Professor de Sociologia da UnB e membro do conselho do Fórum Brasileiro de Segurança Pública

Os homicídios são uma das maiores tragédias já vivenciadas pela sociedade brasileira. Segundo o Escritório das Nações Unidas para Drogas e Criminalidade (UNODC), em 2016, dentre as 50 cidades mais violentas do mundo, 43 estavam localizadas na América Latina, sendo que 19 eram brasileiras. De acordo com o Anuário Brasileiro de Segurança Pública, em 2020, foram registradas 50.033 mortes violentas intencionais (MVI) no país. A categoria Mortes Violentas Intencionais inclui homicídios, latrocínios, lesões corporais seguidas de morte e mortes em decorrência de intervenção policial. O número de mortes violentas registradas no Brasil foi superior ao somatório de todas as mortes violentas registradas na Europa, EUA e Canadá no mesmo ano. Além da perda das vidas, estas mortes são um trauma para os familiares, que passam a conviver com problemas econômicos e psicológicos difíceis de superar.

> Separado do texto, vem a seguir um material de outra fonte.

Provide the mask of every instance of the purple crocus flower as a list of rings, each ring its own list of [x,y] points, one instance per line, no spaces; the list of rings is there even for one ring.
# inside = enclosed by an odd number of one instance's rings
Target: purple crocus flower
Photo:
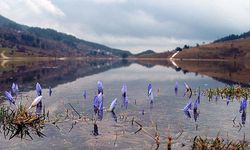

A partir de meados da década de 2010, o crescimento dos homicídios ganhou destaque na mídia brasileira. Diariamente os jornais e redes de televisão noticiam casos de mortes violentas e cobram das autoridades respostas efetivas para o problema. Ou seja, o problema dos homicídios entrou no discurso público. Expressões técnicas como taxa de homicídios, taxa de elucidação criminal e letalidade policial foram incorporadas ao discurso político. Mas apesar disso, o número de mortes violentas intencionais se mantém elevado há mais de 30 anos.

Apesar de o quadro geral ser desalentador, alguns estados registraram diminuição considerável no número de homicídios. Entre 2011 e 2020, observou-se a redução das taxas de MVI nos seguintes estados: Distrito Federal (-51,4%), Alagoas (-51,1%), Paraná (-34,7%), Paraíba (-34,3%), Minas Gerais (-34,3%), Espírito Santo (-29,2%), São Paulo (-24,9% e Santa Catarina (-23,6%). Três capitais brasileiras – São Paulo, Florianópolis e Brasília – registraram menos de 15 homicídios por 100 mil habitantes, taxas inferiores às registradas em Chicago, Los Angeles e Washington.

Estes estados têm em comum a adoção de políticas de segurança públicas baseadas na gestão por resultados. Tais políticas baseiam-se em três elementos: na responsabilização dos comandantes e delegados-chefes, elaboração de indicadores e metas de desempenho; e na criação de comitês gestores.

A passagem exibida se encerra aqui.